In case you haven’t noticed, the office is a dominant feature of London’s built environment. The same is true of most of the world’s major cities, where jostling multinationals compete for space and the prestige that a plush workplace awards.
But demand for office space may not always be as insatiable as it is today. Digitising workflows, evolving HR policies and eye-watering city centre rents mean that, by 2020, 70 per cent of office workers are expected to work from home, cafes, workspaces, trains and other remote locations as often as in-office. A third will no longer clock into a traditional office at all.
As much as we all require a space to scratch the itch for buzzwords, backstabbing and passive aggressive dialogue, it’s likely these trends will precipitate a decline in the amount of land given over to offices in the capital. The glass towers of Liverpool Street needn’t clot with tight-fitting suits and mid-market perfume. There are – whisper it – other land use possibilities.
So what happens when the offices go? What does London, and our experience of it, become?
Residential for the 1 per cent
Dr. Cindy Frewen is an urban futurist and architect. Pointing to the genus of urban regeneration spawned by New York’s 1950s industrial lofts prototype, she believes London’s offices could be heading towards a fate similar to that of the old manufacturing plants of Downtown Manhattan.
“It takes about 25 years to change a city substantially,” she says. “Buildings are either beloved and kept for historic reasons, adapted because they are flexible or charming, or demolished for new uses.” Once proximity-to-job becomes a redundant metric for deciding where to live, Frewen predicts city dwellers will shift to clustering around amenities, family and friends. In this kind of urban landscape “character gains traction,” and a city intensifies its orientation around cultural, rather than professional, ley lines.
But she also envisages elite global hubs like London and New York being resilient to an era of adaptive reuse. “Think what it would take to transform $2000 per ft2 commercial office buildings to residential. That’s residential for the 1 per cent. The charm of bohemian lofts has been the younger people and artists who congregate there due to low pricing, location and flexibility.”
If real estate continues to command sky-high prices, mixed use residential-cum-cultural quarters will remain confined to the fringes of the city. Rather than arts alumni converting old offices into bohème workshops, we will more likely see Saudi playboys reimagining them as city centre bachelor pads.
Old, tired – but with affordable housing
Tony Lloyd-Jones, the consultancy and research director at the Max Lock Centre, says that predicting the future of land use is a “mug’s game”. But I managed to coax him into doing so anyway: he anticipates that as office space demand and construction wanes, London will less resemble “a large building site,” and begin to feel “a bit older, more tired”.
If land becomes more affordable, offices could be commandeered to replenish housing supply. “Typically in London,” he says, “there is a repeating cycle of conversion between residential and office space. Major office buildings from the 50s, 60s and 70s have been converted into apartments. This could spread to those built in the 80s.”
The increase in housing stock would bring property and rent prices down further, meaning less people suffer indignities like living eight-to-a-room or paying £500 PCM for a cupboard under the stairs. Down-zoning policies could nudge the capital in this direction: a spokesperson for Sadiq Khan told me the mayor is currently researching the land use opportunities new patterns of working might bring.

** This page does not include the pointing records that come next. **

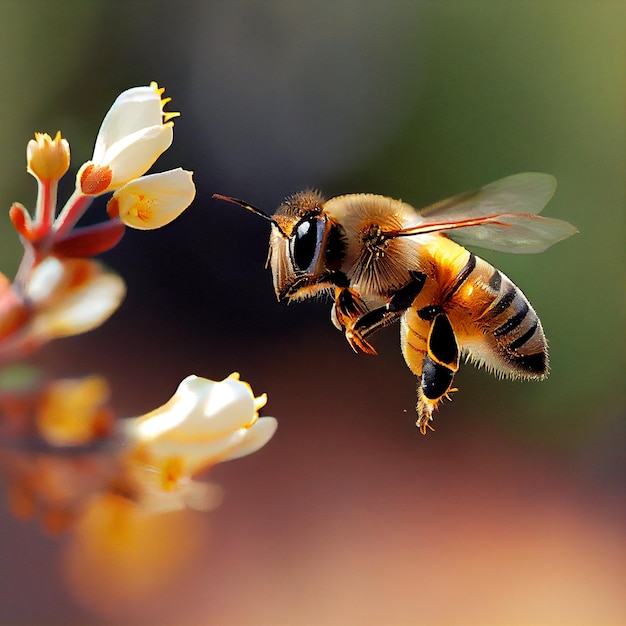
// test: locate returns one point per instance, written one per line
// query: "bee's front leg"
(347, 310)
(368, 322)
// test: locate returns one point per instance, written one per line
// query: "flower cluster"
(58, 290)
(152, 461)
(148, 463)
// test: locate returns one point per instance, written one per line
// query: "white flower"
(204, 423)
(134, 133)
(70, 296)
(153, 201)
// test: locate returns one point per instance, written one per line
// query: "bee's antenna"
(252, 209)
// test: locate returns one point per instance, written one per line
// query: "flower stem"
(71, 213)
(46, 204)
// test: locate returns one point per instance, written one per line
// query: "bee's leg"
(441, 363)
(374, 320)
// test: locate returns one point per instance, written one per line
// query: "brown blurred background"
(513, 510)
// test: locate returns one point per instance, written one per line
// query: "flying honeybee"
(384, 261)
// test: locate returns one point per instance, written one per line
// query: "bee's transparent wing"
(500, 216)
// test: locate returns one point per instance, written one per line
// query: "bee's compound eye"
(305, 243)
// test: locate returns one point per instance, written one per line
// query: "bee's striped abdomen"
(505, 333)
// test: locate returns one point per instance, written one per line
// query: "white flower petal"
(137, 153)
(45, 279)
(82, 309)
(155, 200)
(133, 110)
(254, 438)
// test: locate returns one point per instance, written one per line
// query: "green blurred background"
(416, 100)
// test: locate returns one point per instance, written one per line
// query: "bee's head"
(297, 247)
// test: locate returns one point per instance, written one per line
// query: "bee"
(384, 262)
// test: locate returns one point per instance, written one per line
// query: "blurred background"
(513, 510)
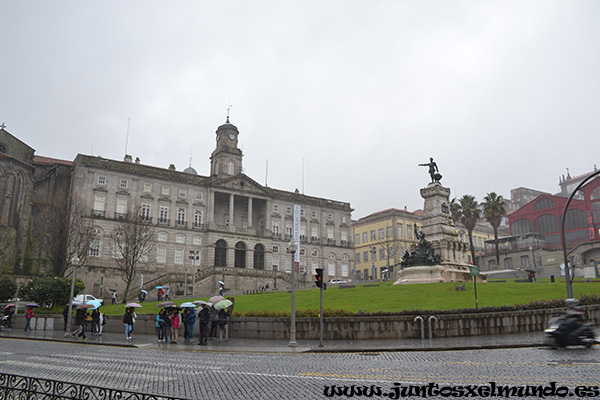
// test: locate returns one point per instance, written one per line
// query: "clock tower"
(226, 159)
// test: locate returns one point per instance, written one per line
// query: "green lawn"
(388, 298)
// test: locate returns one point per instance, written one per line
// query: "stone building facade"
(223, 227)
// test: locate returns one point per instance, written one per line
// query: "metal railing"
(24, 387)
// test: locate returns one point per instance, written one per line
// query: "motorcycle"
(569, 330)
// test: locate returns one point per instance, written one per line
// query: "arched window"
(221, 253)
(240, 255)
(259, 256)
(576, 219)
(547, 223)
(521, 226)
(543, 203)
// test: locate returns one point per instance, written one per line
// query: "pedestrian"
(103, 321)
(223, 327)
(191, 320)
(129, 322)
(214, 322)
(8, 312)
(160, 325)
(28, 316)
(204, 319)
(81, 320)
(66, 316)
(95, 322)
(175, 325)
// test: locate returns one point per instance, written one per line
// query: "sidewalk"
(303, 346)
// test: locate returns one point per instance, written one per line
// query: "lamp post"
(75, 263)
(293, 246)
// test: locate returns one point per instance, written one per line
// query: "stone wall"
(357, 328)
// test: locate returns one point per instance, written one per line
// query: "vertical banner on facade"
(296, 236)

There’s an interesting convergence of trends here too. The blank, open halls and floors of a typical office could be the perfect canvas for new, VR-ready forms of residential space. Dr. Frewen imagines future homes as “complete headquarters for living, working and playing” in which we use a combination of next generation technologies to ‘reach out’ to the real world. Nondescript office space – “a blank slate for media experiences” – would smoothly accommodate this kind of lifestyle.
A sovereign elephant
I’ve tried my hardest to ignore the elephant in the soullessly-furnished meeting room. But unfortunately, it’s time to invoke Brexit.
Lloyd-Jones expects the fallout from Britain’s European Union departure to render many predictions worthless: “An exodus of banks and their staff from London would create a wave that would wash across the wider London economy, and probably produce a crash in commercial and residential property markets.”
Such a crash would mollify a key driver of decline in demand for office space: the painful expense of commercial rents in London’s central business districts. As building space cheapens, the pressure on firms to adopt new modes of working eases. In a post-crash London, office space demand would remain buoyant.
Lloyd-Jones foresees any buildings that are converted becoming mid-range hotels that cater for the predicted mass influx of tourists from China, India and other emerging economies. “A sinking pound will continue to attract tourists and increasingly cultural capital is all London will have to sell,” he says. “Which means the cheap foreign labour will still be needed in the tourism and hospitality business.
“But Brexiteers want to keep them out,” he adds. “So maybe lots of office conversions to grubby hotels staffed by out-of-work British bankers?”